Ennead Partner, Tomas Rossant, and Director of Computational Design, Alan Cation, co-authored an op-ed for the latest issue of Architecture Magazine. Their op-ed was featured in "The Architecture of AI," an article that asked architects to address the impact AI could have on the industry.
"AI is not new to architecture. As a profession, we have been able to utilize machine learning and genetic algorithms for the past two decades to solve specific kinds of design performance and optimization problems. This has always required some degree of advanced, specialized knowledge in computational design. What is new now is the sudden ubiquity of these AI models to be used by almost anyone with access to a computer, significantly lowering the barrier of entry to harness the power of complex computational workflows. Whether one views that with excitement or alarm, it is a reality that requires our attention, and we would argue, affirms the importance of our expertise when leveraging this technology. Images are not buildings.

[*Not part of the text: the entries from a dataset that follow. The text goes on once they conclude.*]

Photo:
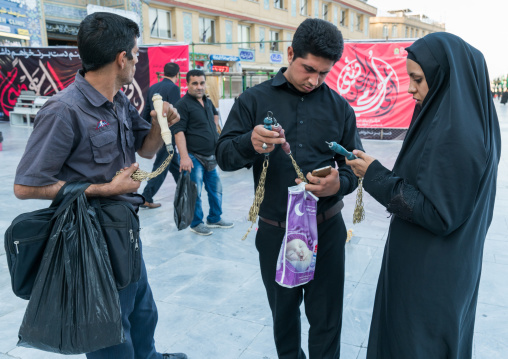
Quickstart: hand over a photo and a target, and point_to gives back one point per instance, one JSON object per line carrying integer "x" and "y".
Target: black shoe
{"x": 174, "y": 356}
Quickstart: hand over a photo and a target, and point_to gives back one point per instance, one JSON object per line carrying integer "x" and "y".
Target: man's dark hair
{"x": 194, "y": 72}
{"x": 171, "y": 69}
{"x": 319, "y": 38}
{"x": 103, "y": 35}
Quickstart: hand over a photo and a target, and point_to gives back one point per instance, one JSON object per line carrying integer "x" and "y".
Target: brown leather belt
{"x": 320, "y": 218}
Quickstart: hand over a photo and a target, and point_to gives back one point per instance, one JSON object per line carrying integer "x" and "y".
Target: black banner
{"x": 48, "y": 70}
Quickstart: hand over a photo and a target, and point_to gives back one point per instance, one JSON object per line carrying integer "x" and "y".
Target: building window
{"x": 206, "y": 30}
{"x": 359, "y": 22}
{"x": 385, "y": 31}
{"x": 160, "y": 23}
{"x": 325, "y": 11}
{"x": 274, "y": 38}
{"x": 244, "y": 36}
{"x": 394, "y": 31}
{"x": 304, "y": 8}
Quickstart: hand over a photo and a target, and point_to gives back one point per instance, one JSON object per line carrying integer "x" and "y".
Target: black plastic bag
{"x": 74, "y": 306}
{"x": 185, "y": 201}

To synthesize any new medium into what we broadly understand as architecture still requires the full knowledge and expertise of architects to technically realize the built environment."
"At Ennead, in our 65-year history we have always been early adopters of new building technologies, digital software, fabrication methodologies, and project delivery models. Our success as a design practice has depended on our approach to change. We meet it with mindfulness and openness, and through the lens of our firm’s ethos – design for civic good. And this is how we are engaging with the new frontier of AI, which we are optimistic will deliver significant and productive change to our industry, changing the balance of work to allow for more time spent on critical problem-solving. Never have there been such an array of tools in the hands of the architect. We feel that if AI is deployed correctly and ethically, with security and rigor, we will be able to work more efficiently to design and deliver buildings that are ever more impactful at addressing the great problems facing humanity. Perhaps in the end AI will prove to be a tool to raise the value proposition of the architect."